This has become a more important topic since I started freelancing: which work can you handle from your laptop, and when do you absolutely, positively need to be in the room in order to get things done?
Yes, I know, we have email, text, video teleconferencing, and all these other wonders of technology, but sometimes we still need to be in the same room as our coworkers.
Some of it depends on the size of the job. Generally, the larger and more complex the project, the better it is to have all the players in the room. Large proposals, for example, often require in-person coordination because people are bringing in new content at random intervals. It’s easier to avoid version control hairballs if you can tell people in the room, “Nobody touch the document, I’m working on it!”

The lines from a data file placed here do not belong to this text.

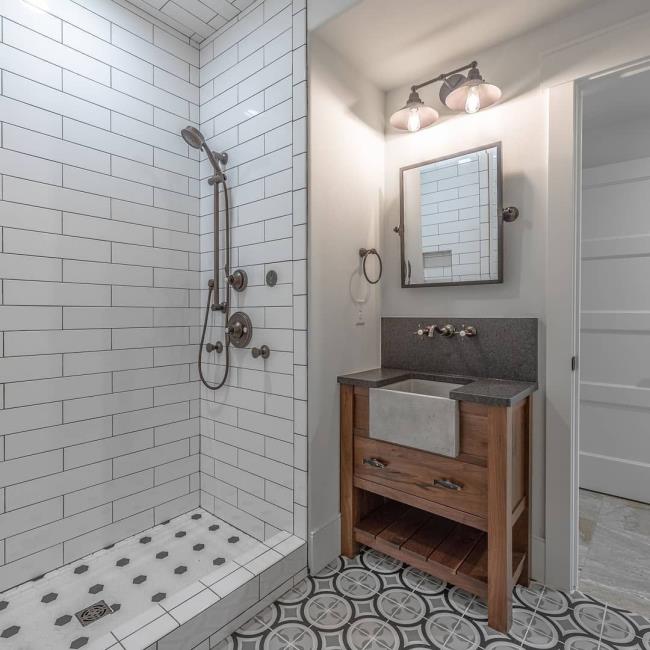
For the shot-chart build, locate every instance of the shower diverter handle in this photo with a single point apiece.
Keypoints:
(237, 330)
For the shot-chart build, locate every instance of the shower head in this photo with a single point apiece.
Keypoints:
(195, 139)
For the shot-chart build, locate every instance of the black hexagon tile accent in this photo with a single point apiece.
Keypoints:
(10, 631)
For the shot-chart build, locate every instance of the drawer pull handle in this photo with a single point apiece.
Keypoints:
(374, 462)
(447, 484)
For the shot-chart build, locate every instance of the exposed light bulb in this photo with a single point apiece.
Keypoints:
(473, 101)
(414, 120)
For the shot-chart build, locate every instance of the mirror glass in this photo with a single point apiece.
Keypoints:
(451, 224)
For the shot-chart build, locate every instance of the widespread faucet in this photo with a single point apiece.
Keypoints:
(448, 331)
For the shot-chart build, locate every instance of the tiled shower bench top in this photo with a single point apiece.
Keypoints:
(175, 585)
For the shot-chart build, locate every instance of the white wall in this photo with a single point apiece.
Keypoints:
(519, 121)
(253, 431)
(346, 198)
(617, 142)
(99, 230)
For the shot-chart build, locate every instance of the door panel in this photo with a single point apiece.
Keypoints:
(615, 331)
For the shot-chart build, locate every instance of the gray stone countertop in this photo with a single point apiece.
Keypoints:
(494, 392)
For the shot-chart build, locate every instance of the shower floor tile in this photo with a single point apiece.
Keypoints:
(148, 584)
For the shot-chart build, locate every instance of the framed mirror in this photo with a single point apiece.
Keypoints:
(451, 224)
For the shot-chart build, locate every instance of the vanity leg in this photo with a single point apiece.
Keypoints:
(521, 534)
(500, 518)
(349, 495)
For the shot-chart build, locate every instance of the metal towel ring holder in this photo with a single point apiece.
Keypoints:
(365, 253)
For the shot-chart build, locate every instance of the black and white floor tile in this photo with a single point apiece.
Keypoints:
(373, 602)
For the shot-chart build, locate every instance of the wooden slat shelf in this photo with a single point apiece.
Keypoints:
(443, 548)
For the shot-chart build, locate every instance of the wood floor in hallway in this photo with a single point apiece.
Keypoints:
(615, 551)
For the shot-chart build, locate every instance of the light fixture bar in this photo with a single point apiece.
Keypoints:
(468, 92)
(444, 75)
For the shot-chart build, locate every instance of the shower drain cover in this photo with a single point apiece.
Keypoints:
(93, 613)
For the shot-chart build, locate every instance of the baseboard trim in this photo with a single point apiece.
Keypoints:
(538, 558)
(324, 544)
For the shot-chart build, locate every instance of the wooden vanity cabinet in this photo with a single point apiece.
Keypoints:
(464, 520)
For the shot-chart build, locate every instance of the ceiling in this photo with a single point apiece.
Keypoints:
(619, 97)
(394, 43)
(197, 19)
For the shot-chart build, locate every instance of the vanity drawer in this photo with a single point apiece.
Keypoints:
(447, 481)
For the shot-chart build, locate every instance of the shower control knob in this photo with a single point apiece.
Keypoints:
(238, 280)
(263, 351)
(239, 329)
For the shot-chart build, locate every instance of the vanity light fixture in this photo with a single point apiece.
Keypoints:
(458, 92)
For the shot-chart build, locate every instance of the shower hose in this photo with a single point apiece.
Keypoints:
(213, 287)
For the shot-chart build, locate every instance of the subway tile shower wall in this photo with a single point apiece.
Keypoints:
(253, 105)
(104, 250)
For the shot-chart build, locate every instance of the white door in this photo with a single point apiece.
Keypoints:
(615, 330)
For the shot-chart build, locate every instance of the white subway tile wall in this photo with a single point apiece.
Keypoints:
(253, 104)
(105, 253)
(99, 223)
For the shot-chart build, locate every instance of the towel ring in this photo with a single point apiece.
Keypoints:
(365, 253)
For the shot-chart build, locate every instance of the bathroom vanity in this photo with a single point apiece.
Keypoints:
(462, 516)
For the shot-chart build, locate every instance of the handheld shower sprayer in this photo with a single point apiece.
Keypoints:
(194, 138)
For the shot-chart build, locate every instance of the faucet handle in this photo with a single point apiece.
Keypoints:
(468, 330)
(426, 330)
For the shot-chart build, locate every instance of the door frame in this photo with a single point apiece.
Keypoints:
(563, 73)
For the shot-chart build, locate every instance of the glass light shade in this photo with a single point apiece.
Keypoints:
(473, 95)
(414, 116)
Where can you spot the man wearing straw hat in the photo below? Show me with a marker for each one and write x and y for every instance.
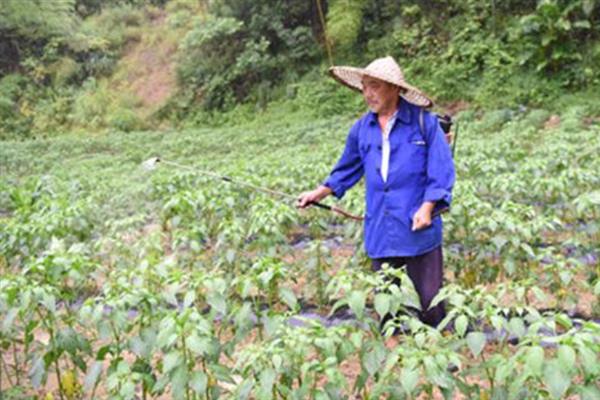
(401, 150)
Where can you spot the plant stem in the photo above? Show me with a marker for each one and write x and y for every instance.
(487, 372)
(16, 361)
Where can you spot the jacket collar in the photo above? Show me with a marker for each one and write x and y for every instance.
(403, 114)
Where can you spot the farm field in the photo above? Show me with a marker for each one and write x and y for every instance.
(118, 282)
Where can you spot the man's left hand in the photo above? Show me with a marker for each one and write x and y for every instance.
(422, 218)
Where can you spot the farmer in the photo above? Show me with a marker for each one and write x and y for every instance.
(409, 177)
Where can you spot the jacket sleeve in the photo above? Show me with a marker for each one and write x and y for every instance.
(440, 166)
(349, 168)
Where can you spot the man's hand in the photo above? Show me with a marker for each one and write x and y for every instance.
(306, 198)
(422, 218)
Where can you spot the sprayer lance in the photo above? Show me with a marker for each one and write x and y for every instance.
(152, 163)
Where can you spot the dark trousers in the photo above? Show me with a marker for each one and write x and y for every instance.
(426, 273)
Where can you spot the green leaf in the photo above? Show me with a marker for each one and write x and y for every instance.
(288, 297)
(198, 382)
(461, 324)
(356, 301)
(92, 376)
(37, 372)
(172, 360)
(217, 302)
(476, 342)
(382, 304)
(556, 379)
(516, 326)
(535, 360)
(589, 393)
(409, 378)
(566, 357)
(583, 24)
(267, 379)
(196, 344)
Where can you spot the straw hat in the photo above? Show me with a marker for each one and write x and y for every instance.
(386, 69)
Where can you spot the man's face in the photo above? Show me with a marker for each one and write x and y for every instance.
(379, 95)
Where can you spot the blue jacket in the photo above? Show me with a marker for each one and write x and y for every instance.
(420, 169)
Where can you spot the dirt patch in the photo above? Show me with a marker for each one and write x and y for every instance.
(147, 70)
(456, 106)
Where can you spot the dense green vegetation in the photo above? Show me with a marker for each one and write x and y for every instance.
(70, 64)
(117, 280)
(118, 283)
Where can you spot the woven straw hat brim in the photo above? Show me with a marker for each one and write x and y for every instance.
(352, 77)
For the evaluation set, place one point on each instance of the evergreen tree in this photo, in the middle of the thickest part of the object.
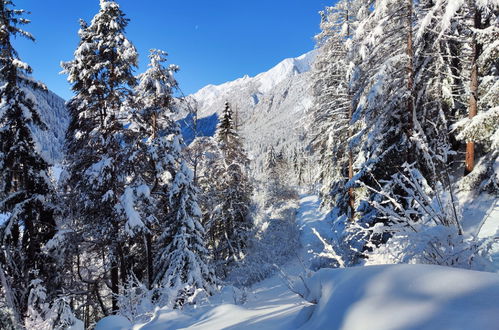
(230, 224)
(25, 188)
(182, 265)
(153, 149)
(101, 75)
(333, 103)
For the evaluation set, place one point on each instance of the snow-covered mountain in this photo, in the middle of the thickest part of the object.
(270, 107)
(55, 115)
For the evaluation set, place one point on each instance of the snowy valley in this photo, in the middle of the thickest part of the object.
(353, 187)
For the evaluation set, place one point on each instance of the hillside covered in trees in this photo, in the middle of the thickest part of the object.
(353, 187)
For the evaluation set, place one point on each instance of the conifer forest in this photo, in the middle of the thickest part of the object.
(353, 187)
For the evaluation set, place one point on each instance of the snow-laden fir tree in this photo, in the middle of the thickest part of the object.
(153, 148)
(480, 130)
(229, 224)
(102, 76)
(182, 267)
(26, 191)
(332, 112)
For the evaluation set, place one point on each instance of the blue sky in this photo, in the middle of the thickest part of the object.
(213, 41)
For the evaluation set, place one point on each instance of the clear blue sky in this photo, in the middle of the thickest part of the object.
(213, 41)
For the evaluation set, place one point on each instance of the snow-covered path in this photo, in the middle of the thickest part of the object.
(374, 297)
(310, 217)
(269, 304)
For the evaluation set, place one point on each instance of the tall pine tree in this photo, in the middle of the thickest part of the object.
(102, 76)
(26, 191)
(230, 224)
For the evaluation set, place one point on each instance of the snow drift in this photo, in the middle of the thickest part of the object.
(374, 297)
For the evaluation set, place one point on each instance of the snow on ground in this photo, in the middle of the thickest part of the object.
(374, 297)
(310, 217)
(404, 297)
(481, 218)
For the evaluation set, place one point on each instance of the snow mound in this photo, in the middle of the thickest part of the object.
(113, 322)
(403, 297)
(373, 297)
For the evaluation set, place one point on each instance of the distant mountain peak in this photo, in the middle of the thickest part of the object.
(261, 83)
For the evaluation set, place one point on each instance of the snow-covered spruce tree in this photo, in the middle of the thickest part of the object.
(383, 100)
(101, 75)
(481, 19)
(230, 223)
(278, 181)
(182, 267)
(25, 188)
(153, 146)
(332, 110)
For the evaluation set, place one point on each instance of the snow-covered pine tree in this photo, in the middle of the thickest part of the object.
(153, 140)
(383, 98)
(101, 75)
(229, 224)
(25, 189)
(182, 265)
(332, 111)
(481, 19)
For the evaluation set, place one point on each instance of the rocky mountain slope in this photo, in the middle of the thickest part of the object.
(270, 107)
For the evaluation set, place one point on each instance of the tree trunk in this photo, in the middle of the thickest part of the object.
(410, 76)
(473, 103)
(114, 282)
(351, 192)
(148, 245)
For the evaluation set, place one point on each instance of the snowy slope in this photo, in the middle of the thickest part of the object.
(55, 115)
(270, 107)
(373, 297)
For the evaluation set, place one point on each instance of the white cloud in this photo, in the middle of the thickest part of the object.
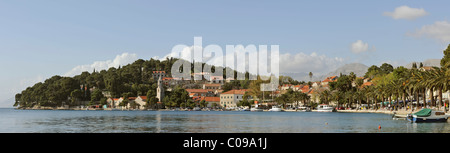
(440, 31)
(288, 63)
(406, 12)
(120, 60)
(359, 46)
(302, 62)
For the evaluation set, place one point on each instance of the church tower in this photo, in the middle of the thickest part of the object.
(160, 90)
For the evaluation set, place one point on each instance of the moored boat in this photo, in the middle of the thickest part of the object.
(275, 109)
(427, 115)
(256, 109)
(197, 109)
(304, 109)
(325, 108)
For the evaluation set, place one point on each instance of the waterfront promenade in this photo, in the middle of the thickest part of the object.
(384, 111)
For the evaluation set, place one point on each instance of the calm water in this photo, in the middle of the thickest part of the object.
(57, 121)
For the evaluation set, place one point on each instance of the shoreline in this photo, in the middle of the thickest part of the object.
(381, 111)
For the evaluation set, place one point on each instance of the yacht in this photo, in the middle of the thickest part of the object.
(427, 115)
(275, 109)
(325, 108)
(256, 109)
(304, 109)
(197, 109)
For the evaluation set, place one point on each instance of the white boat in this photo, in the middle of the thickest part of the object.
(325, 108)
(275, 109)
(196, 109)
(245, 109)
(256, 109)
(304, 109)
(427, 115)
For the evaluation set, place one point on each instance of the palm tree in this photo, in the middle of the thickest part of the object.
(325, 95)
(440, 81)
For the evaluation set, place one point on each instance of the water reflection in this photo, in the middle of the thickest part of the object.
(208, 122)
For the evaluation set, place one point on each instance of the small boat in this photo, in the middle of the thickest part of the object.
(427, 115)
(256, 109)
(245, 109)
(275, 109)
(325, 108)
(304, 109)
(196, 109)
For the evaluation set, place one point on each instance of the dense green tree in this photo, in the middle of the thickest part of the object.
(446, 58)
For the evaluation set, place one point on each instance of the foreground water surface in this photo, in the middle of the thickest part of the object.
(67, 121)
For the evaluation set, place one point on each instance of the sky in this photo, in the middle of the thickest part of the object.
(39, 39)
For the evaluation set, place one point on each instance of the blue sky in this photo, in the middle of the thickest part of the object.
(42, 38)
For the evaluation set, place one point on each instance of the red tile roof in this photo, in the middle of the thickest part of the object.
(211, 99)
(240, 92)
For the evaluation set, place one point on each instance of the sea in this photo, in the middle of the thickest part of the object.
(77, 121)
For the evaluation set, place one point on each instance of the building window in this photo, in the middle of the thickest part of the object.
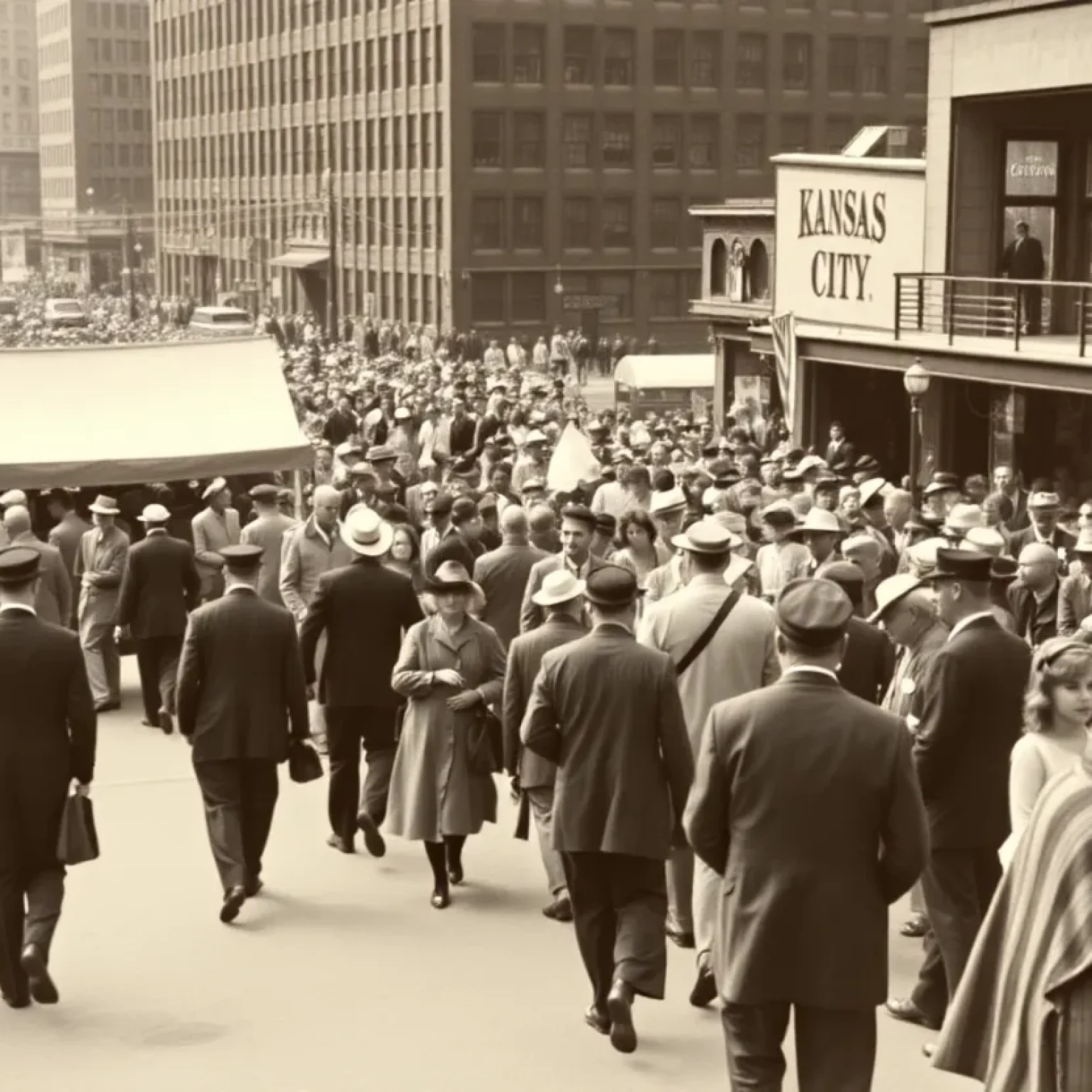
(487, 140)
(842, 65)
(487, 223)
(668, 58)
(619, 140)
(751, 142)
(751, 63)
(617, 223)
(796, 63)
(705, 146)
(487, 299)
(617, 57)
(577, 224)
(529, 297)
(666, 140)
(529, 140)
(706, 59)
(666, 215)
(488, 63)
(875, 55)
(528, 218)
(529, 53)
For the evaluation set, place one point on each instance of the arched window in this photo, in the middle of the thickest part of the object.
(719, 269)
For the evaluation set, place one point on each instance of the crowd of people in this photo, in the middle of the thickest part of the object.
(746, 696)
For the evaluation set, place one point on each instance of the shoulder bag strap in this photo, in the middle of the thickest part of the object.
(708, 633)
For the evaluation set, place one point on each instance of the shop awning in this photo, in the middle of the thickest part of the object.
(122, 415)
(301, 259)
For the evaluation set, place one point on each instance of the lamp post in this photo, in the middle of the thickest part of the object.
(916, 382)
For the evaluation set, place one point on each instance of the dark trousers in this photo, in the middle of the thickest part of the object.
(348, 729)
(157, 663)
(619, 911)
(958, 886)
(835, 1049)
(240, 798)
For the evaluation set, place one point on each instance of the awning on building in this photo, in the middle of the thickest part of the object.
(301, 259)
(122, 415)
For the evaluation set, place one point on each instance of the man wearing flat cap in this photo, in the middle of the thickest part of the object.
(214, 528)
(47, 741)
(240, 698)
(607, 711)
(970, 714)
(805, 802)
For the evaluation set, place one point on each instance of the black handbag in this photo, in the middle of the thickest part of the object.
(304, 762)
(77, 841)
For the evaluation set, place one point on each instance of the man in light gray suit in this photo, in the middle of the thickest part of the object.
(54, 596)
(739, 655)
(503, 574)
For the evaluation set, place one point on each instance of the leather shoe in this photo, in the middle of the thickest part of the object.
(621, 1010)
(234, 899)
(906, 1010)
(373, 840)
(43, 988)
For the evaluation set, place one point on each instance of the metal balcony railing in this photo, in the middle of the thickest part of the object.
(1028, 315)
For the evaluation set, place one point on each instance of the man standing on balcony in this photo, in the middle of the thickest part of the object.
(1024, 261)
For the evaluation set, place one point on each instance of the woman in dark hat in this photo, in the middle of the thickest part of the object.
(451, 668)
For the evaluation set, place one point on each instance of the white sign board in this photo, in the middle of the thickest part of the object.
(843, 232)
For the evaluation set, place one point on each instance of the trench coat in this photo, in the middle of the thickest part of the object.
(433, 790)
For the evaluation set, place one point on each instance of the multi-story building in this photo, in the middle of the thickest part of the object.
(95, 136)
(505, 164)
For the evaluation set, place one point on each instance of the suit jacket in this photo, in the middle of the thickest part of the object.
(525, 658)
(240, 680)
(503, 574)
(868, 663)
(100, 566)
(268, 531)
(531, 614)
(970, 713)
(607, 710)
(805, 801)
(364, 609)
(160, 589)
(54, 602)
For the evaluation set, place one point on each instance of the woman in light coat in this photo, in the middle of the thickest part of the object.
(451, 668)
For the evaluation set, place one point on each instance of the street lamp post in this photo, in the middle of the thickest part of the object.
(916, 382)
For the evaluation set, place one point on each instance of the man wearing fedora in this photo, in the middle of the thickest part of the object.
(364, 609)
(607, 711)
(562, 597)
(100, 566)
(805, 802)
(214, 528)
(240, 698)
(970, 714)
(722, 646)
(160, 589)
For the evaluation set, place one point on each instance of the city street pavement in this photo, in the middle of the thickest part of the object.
(340, 976)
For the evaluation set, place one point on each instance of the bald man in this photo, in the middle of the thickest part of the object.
(54, 597)
(503, 572)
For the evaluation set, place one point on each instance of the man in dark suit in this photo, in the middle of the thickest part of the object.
(240, 697)
(1024, 260)
(970, 714)
(805, 802)
(562, 597)
(503, 574)
(47, 739)
(365, 609)
(607, 711)
(868, 662)
(160, 589)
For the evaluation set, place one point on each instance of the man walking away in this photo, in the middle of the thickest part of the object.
(607, 711)
(240, 698)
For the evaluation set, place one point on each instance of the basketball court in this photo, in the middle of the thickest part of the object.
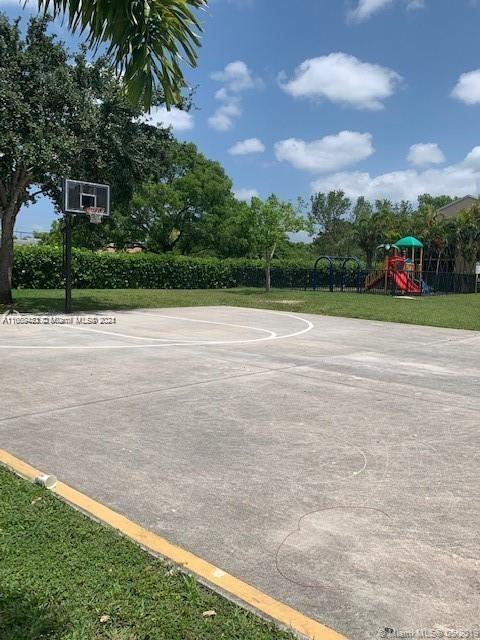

Large government proposals–for reasons that elude me–often require hard copies of everything, even CDs of the electronic content. That requires physical coordination of binders, page dividers, CD cases, and cover sheets.
Sometimes the project doesn’t need to be that large. It could be a one-page letter or two-page position paper. Small products with political sensitivity and a lot of people providing input can sometimes be handled better with all the players in the room.
All that said, I’ve handled policy papers and letters to members of Congress by phone with all of the people providing input >1,000 miles away. I’ve worked with 200-page technical documents via email. And yes, I’ve worked on proposals and other products remotely. It can be done. I have customers whom I have spoken with only on the phone or worked with solely via email. Given enough time and patience, remote work can be made to work.
Remote work is easiest with small groups of people who have shared backgrounds (i.e., have worked together before) or experiences (i.e., similar shared knowledge). I’ve had the biggest challenges working remotely with individuals or groups with whom I have not worked before and who are discussing content completely out of my realm of expertise.
If you’re a “people person” or work better in person, you might need to seek out local clientele or people who want you on site. Otherwise, you’ll spend a lot of time at home. As it happens, I’m quite comfortable working on my own most of the time, and most of my clients are out of state, so that arrangement works just fine for me. Face-to-face work happens, but it requires a travel budget, which again means that a project must be important enough to warrant paying for air fare and lodging. Note that important work often entails having you in the room. That’s just something to expect as you alternate between remote and in-person work.